‘Medical mecca’ Boston was ready

Medical workers wheel the injured across the finish line during the 2013 Boston Marathon following explosions, Monday, April 15, 2013.

Here’s an unsettling thought: Monday’s Boston Marathon carnage could’ve been a whole lot worse if it had happened almost anywhere else.

But the bombings happened in the heart of a world-class medical cluster. And local hospitals were already bracing for a flood of patients — though they were expecting dehydrated runners, not blast and burn victims, some of whom had lost limbs.

“If there was anything fortunate, it was the geography, because the finish line of the Boston Marathon is smack dab in the middle of five Level One trauma centers,” said Steve Epstein, an emergency physician at Boston’s Beth Israel Deaconess Medical Center and a spokesman for the American College of Emergency Physicians. “Boston is sort of known as a medical mecca. We certainly have resources in terms of personnel that perhaps other communities don’t have.”

And that means even after a decade of emergency planning post Sept. 11, the medical prowess on display in Boston would not necessarily be duplicated if the attack occurred in another U.S. city.

“It’s very important that people not high-five one another and say, ‘This is how good we are,’” said Art Kellermann, an emergency medicine expert and policy analyst for Rand Corp. “It could’ve been a different story. … We’re still struggling to get America’s hospitals to be properly organized … to handle a mass casualty event.”

In the immediate aftermath of the explosions, the wounded began flooding into hospitals like Massachusetts General, Beth Israel, Brigham and Women’s, Tufts Medical Center, Boston Children’s Hospital and Boston Medical Center — all a short drive from the blast site and considered among the most prestigious in the nation.

Doctors and nurses were also on-site at the marathon finish line, ready to treat runners for exhaustion, dehydration or the more routine kind of injuries that can occur in a 26-mile race. Instead, they treated victims of explosions.

Epstein said the relatively smooth response in Boston thanks, in large part, to its abundance of medical resources, could serve as a conversation starter about whether the nation is willing to pay for excess capacity in hospitals. “Hospitals these days have so many financial pressures that are on them to maintain full capacity at all times … that there’s relatively little excess capacity within the hospitals to take a big influx of patients,” he said.

Massachusetts state Sen. Richard Moore, a former Federal Emergency Management Agency official, said there is no question the cluster of hospitals saved lives. “It’s very possible that some patients would have bled out had they not been close enough to treatment,” he said, adding the organizers of future large-scale events might have to build a terrorism response into their planning and budgeting.

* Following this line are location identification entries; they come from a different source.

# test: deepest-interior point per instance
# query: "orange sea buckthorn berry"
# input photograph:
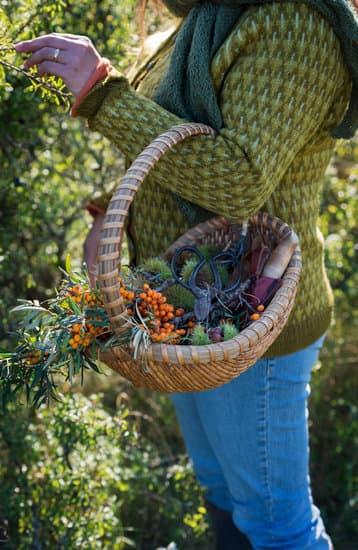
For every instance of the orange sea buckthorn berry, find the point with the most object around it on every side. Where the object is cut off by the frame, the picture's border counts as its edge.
(255, 317)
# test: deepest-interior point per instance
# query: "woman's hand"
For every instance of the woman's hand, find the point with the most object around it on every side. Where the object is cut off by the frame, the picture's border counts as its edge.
(70, 57)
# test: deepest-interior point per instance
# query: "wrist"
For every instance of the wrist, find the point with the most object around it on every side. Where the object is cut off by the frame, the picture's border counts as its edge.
(101, 71)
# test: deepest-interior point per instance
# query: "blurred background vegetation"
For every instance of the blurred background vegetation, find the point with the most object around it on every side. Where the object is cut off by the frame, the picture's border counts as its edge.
(106, 468)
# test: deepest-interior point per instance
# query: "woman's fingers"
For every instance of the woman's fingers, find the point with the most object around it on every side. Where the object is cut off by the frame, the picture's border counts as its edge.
(72, 58)
(48, 53)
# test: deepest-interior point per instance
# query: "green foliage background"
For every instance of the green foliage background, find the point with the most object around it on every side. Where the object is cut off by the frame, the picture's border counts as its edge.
(110, 471)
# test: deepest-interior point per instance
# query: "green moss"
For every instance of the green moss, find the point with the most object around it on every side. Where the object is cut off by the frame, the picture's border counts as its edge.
(157, 266)
(180, 297)
(199, 337)
(229, 331)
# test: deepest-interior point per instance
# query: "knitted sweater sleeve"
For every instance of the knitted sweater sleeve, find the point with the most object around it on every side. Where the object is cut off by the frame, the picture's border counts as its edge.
(276, 75)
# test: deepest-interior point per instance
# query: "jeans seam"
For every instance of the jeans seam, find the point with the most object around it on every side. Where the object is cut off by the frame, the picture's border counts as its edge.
(269, 500)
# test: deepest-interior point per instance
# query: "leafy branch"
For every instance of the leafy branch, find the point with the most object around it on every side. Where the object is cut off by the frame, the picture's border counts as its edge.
(53, 86)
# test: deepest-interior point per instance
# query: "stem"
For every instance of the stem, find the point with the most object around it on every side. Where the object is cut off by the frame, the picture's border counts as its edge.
(36, 79)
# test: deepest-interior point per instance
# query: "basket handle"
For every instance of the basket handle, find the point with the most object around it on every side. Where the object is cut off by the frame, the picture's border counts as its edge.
(110, 245)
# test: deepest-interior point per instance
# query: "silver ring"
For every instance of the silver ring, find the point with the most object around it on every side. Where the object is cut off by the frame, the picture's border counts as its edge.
(56, 53)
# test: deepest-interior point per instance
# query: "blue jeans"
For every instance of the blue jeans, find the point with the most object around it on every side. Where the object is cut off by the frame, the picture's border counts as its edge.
(248, 441)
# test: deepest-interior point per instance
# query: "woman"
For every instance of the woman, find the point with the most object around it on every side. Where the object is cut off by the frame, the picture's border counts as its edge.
(278, 81)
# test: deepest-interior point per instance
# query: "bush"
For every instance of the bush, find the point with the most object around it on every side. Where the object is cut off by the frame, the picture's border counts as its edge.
(76, 476)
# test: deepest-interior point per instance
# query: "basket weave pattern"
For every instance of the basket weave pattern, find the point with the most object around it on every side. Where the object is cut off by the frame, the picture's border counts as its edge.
(177, 368)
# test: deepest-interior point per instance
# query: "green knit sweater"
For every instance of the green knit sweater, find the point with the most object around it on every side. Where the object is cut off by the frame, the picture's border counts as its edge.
(282, 84)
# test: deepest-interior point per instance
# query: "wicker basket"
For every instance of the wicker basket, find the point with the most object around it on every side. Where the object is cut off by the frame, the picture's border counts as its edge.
(177, 368)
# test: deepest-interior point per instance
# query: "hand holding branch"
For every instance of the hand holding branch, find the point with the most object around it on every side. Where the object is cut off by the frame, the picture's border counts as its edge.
(72, 58)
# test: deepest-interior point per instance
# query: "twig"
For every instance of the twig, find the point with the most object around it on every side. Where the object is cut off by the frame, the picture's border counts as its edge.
(36, 79)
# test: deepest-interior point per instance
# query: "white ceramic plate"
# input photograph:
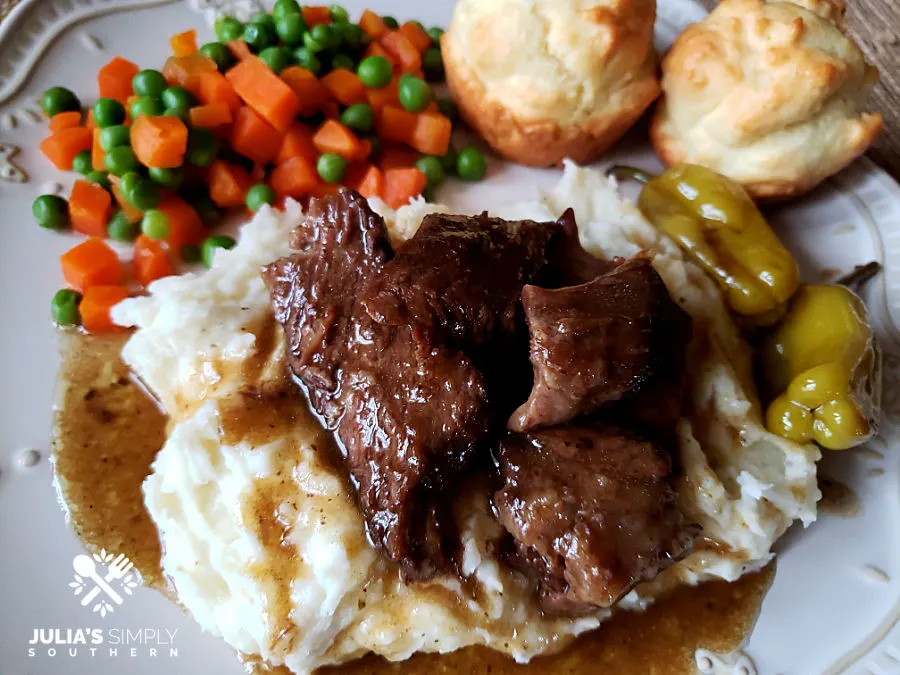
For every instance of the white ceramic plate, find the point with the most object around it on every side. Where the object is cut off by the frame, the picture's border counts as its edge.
(835, 603)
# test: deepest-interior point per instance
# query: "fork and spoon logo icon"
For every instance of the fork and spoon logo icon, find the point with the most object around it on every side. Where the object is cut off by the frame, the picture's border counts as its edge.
(91, 569)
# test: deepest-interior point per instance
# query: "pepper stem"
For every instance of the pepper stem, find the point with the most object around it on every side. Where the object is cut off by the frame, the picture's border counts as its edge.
(621, 172)
(860, 276)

Massachusetts General Hospital’s chief of trauma surgery, George Velmahos, made clear that his center is perhaps singularly ready to handle an influx of patients like the one that occurred Monday.

“I think it’s a function of this hospital that it can avail endless resources in the care of the trauma patient,” Velmahos said at a press conference broadcast by CNN. “Trauma in general is extremely challenging because so many specialists need to be pulled over. … Really, this hospital has the ability to pull all these resources to the bedside of the trauma patient. So the greatest challenge that exists, which is to have all the specialists available, is really no challenge here.”

Kellermann noted that treating blast victims requires an expertise in intricate procedures that isn’t always widely available in cities without top-notch trauma centers. But he added that’s beginning to change because many U.S. medical personnel have spent time in Iraq and Afghanistan. “That experience is beginning to percolate in the American trauma community.”

The American Hospital Association notes that all hospitals have “emergency disaster plans” on their books, and many undergo a “vulnerability analysis” to prepare for different types of emergencies. For example, hospitals in tornado alley prepare differently than hospitals in large urban areas that host big events, the AHA said in a statement to POLITICO.

Massachusetts Hospital Association President Lynn Nicholas added that all hospitals in the state have emergency preparedness coordinators and processes. “The value of that preparedness was demonstrated as hospitals performed their duties with excellence and dedication” after the marathon attack, she said.

But while Boston stands out, other communities can maximize their own preparedness for the tragic and unexpected, said Massachusetts General’s medical director for emergency preparedness, Paul Biddinger.

“The preparation and practice are within reach of any facility, irrespective of their clinical capabilities,” he said. For instance, emergency response officials in Boston helped distribute patients evenly among local hospitals, easing the strain on each one. And that’s a function of planning, not of resources, he said.

Kellermann noted that had the city not been in a state of readiness, even Boston and its world-class hospitals might have fared worse. “American hospitals, by and large, don’t routinely prepare for this — certainly don’t practice no-notice drills the way colleagues in Israel do,” he said. “Three cheers to Boston for defying that, in part, perhaps because it was race day. I don’t believe we have any margin for complacency.”